We had an administrator come to air the administration’s case for Small Learning Communities, a worthwhile educational structure that wears the guise of one of the many research-based almost-fads that pass as reform around here.
The cynicism comes via my master teacher, who aired her grievances freely and with a sarcastic, out-of-the-corner-of-her-mouth tone.
In reference to Small Learning Communities, she said this multiple times and loudly enough for the department to hear:
It’s only the fourth time we’ve tried this since I’ve been here.
New Administrator wilted. He heard what she said, too.
Though not wet behind the ears, New Adminstrator is at least uncalloused. He made his case, and I thought he was very well-spoken. The proposal — recently district-approved — seemed well-organized to me, but our veteran teachers lacked my wide-eyed optimism.
Lead Teacher was as skeptical as my master teacher, and would refer to Silent Sustained Reading during his particular tirade. He was in favor of SSR overall, noting that his students had been able to sustain concentration for longer periods of time when SSR was up at a full 30 minutes. He was not in favor of how it was used this year.
What follows is parphrased.
It seems like we implement great-new-ideas every year. SSR is one example, as is Advisory. But, every year, we start up a new great-new-idea and let the others fall by the wayside. We cut back just a little on the time we spend on the old ones, and eventually we cut back on all of what makes them worthwhile.

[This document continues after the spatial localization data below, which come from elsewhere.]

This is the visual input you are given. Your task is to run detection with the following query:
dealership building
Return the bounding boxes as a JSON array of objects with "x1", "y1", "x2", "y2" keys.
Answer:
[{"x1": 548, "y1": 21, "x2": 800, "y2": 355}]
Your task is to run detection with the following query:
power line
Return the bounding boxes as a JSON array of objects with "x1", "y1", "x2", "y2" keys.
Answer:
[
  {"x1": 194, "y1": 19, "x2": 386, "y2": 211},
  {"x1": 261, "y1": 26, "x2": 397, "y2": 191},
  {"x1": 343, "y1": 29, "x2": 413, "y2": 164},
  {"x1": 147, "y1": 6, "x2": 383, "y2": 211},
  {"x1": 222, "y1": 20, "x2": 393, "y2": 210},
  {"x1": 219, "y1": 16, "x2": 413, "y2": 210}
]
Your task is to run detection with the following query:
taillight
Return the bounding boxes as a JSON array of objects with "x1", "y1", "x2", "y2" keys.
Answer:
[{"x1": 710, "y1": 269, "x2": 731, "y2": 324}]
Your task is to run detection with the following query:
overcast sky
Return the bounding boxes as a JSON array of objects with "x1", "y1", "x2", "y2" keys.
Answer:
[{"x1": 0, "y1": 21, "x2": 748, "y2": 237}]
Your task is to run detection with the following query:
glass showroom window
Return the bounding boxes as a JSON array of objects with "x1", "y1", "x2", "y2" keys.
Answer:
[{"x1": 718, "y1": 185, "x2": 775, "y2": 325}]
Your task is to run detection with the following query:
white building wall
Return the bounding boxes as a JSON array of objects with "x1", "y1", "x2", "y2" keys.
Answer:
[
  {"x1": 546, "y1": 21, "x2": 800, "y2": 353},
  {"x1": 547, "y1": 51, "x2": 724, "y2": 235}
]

We cut SSR to 15 minutes this year, and we’re always interrupted by announcements halfway through. Next year, announcements and SSR are seperated, and SSR is up to 20 minutes. I guess this is better, but it’s still down from the half-hour we had it before.
We need to either improve it or get rid of it. Doing it halfway like this is worse than not doing it at all. It wastes time. I notice that we tend to keep the framework of these reforms with none of the follow-though, and therefore with none of the effectiveness.

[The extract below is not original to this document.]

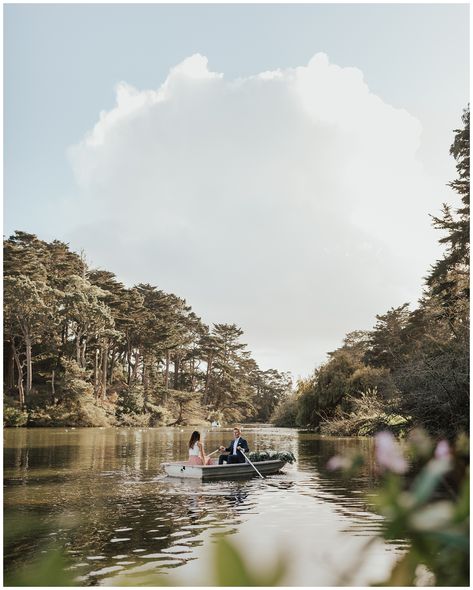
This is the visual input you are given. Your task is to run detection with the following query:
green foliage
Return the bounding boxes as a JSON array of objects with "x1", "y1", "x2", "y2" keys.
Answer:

My master teacher piped in:
I worry that we’ll have Small Learning Communities with all of the costs but none of the benefits of Small Learning Communities.
New Administrator wilted some more.
A third social science teacher vented for a full 20 minutes about how there was no Small Learning Community for athletes, who should be organized into leave-friendly afternoon physical education classes, and why they should all take classes together.
Nobody else cared. He coaches baseball, and likes the sound of his own voice. He rants all the time.
New Adminstrator didn’t wilt this time, though he was more visibly tired after this tirade; I have a feeling New Adminstrator is used to nonsense.